The proposal will now go forward to the Council of Ministers, possibly as quickly as 11 March. The Commission said it hoped that the Directive would be adopted definitively at first reading, possibly in April 2004. Member States would then have two years to implement it.

In a statement, the Electronic Frontier Foundation, a digital rights activist group, said it opposed the proposed Directive because it did not make a distinction between unintentional, non-commercial infringement by consumers and criminal counterfeiting done for profit. “Under this Directive, a person who unwittingly infringes copyright – even if it has no effect on the market – could potentially have her assets seized, bank accounts frozen, and home invaded,” said EFF staff attorney Gwen Hinze.
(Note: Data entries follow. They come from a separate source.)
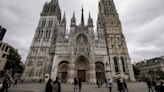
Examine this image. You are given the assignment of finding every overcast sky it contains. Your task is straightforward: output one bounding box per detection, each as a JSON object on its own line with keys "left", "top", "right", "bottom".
{"left": 0, "top": 0, "right": 164, "bottom": 63}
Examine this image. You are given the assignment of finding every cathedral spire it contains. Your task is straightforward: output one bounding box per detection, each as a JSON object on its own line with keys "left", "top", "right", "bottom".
{"left": 88, "top": 12, "right": 93, "bottom": 26}
{"left": 71, "top": 11, "right": 76, "bottom": 26}
{"left": 81, "top": 7, "right": 84, "bottom": 26}
{"left": 73, "top": 11, "right": 75, "bottom": 19}
{"left": 100, "top": 0, "right": 118, "bottom": 16}
{"left": 89, "top": 12, "right": 91, "bottom": 19}
{"left": 51, "top": 0, "right": 58, "bottom": 5}
{"left": 41, "top": 0, "right": 61, "bottom": 22}
{"left": 97, "top": 13, "right": 103, "bottom": 28}
{"left": 61, "top": 12, "right": 66, "bottom": 26}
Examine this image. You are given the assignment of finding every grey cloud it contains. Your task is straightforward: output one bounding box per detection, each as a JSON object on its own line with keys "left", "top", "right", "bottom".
{"left": 0, "top": 0, "right": 164, "bottom": 63}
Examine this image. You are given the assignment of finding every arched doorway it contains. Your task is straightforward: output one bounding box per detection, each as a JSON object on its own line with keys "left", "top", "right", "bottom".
{"left": 95, "top": 62, "right": 105, "bottom": 81}
{"left": 58, "top": 61, "right": 68, "bottom": 83}
{"left": 75, "top": 56, "right": 89, "bottom": 82}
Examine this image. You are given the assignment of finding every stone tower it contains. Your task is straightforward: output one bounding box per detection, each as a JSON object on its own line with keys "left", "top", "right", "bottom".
{"left": 99, "top": 0, "right": 135, "bottom": 81}
{"left": 23, "top": 0, "right": 135, "bottom": 82}
{"left": 22, "top": 0, "right": 61, "bottom": 80}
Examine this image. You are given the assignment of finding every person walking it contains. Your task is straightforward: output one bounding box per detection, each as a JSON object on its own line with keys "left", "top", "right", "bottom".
{"left": 52, "top": 77, "right": 61, "bottom": 92}
{"left": 96, "top": 79, "right": 99, "bottom": 88}
{"left": 45, "top": 79, "right": 53, "bottom": 92}
{"left": 146, "top": 78, "right": 154, "bottom": 92}
{"left": 107, "top": 79, "right": 114, "bottom": 92}
{"left": 39, "top": 79, "right": 42, "bottom": 83}
{"left": 123, "top": 79, "right": 128, "bottom": 92}
{"left": 78, "top": 77, "right": 82, "bottom": 92}
{"left": 13, "top": 78, "right": 18, "bottom": 88}
{"left": 117, "top": 78, "right": 124, "bottom": 92}
{"left": 152, "top": 80, "right": 159, "bottom": 92}
{"left": 105, "top": 78, "right": 108, "bottom": 88}
{"left": 155, "top": 80, "right": 161, "bottom": 92}
{"left": 0, "top": 76, "right": 9, "bottom": 92}
{"left": 74, "top": 77, "right": 78, "bottom": 92}
{"left": 158, "top": 80, "right": 164, "bottom": 92}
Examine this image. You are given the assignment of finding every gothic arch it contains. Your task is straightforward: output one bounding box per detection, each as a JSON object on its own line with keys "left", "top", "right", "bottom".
{"left": 121, "top": 56, "right": 128, "bottom": 73}
{"left": 95, "top": 62, "right": 105, "bottom": 80}
{"left": 27, "top": 60, "right": 33, "bottom": 66}
{"left": 57, "top": 61, "right": 68, "bottom": 82}
{"left": 75, "top": 56, "right": 89, "bottom": 82}
{"left": 28, "top": 68, "right": 34, "bottom": 78}
{"left": 113, "top": 56, "right": 119, "bottom": 73}
{"left": 41, "top": 18, "right": 46, "bottom": 27}
{"left": 75, "top": 56, "right": 89, "bottom": 70}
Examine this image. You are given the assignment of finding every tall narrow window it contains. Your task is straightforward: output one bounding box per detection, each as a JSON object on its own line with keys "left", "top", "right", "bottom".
{"left": 37, "top": 30, "right": 40, "bottom": 37}
{"left": 45, "top": 30, "right": 48, "bottom": 38}
{"left": 48, "top": 19, "right": 53, "bottom": 28}
{"left": 5, "top": 46, "right": 9, "bottom": 52}
{"left": 40, "top": 30, "right": 43, "bottom": 38}
{"left": 41, "top": 18, "right": 46, "bottom": 28}
{"left": 48, "top": 30, "right": 51, "bottom": 38}
{"left": 2, "top": 44, "right": 5, "bottom": 50}
{"left": 121, "top": 57, "right": 126, "bottom": 72}
{"left": 113, "top": 57, "right": 119, "bottom": 73}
A coalition of consumer groups including the EFF had backed a set of amendments to the proposed Directive, which would have limited its application to intentional, commercial-scale infringement, but these amendments were rejected in a vote.

As originally drafted, the directive would have contained clauses that allowed copyright holders to target individual file-swappers with infringement claims, as has happened in the US with the Digital Millennium Copyright Act. A late amendment added to the law could restrict civil lawsuits to large-scale commercial counterfeiters and pirates of CDs and movies, protecting individuals who download music and other media “in good faith” for their own personal use.

Although the proposed directive stops short of imposing criminal proceedings on individual file-swappers, although it does allow companies whose rights have been infringed to seize property, raid premises or ask courts to freeze bank accounts in cases where they believe their intellectual property has been abused or stolen.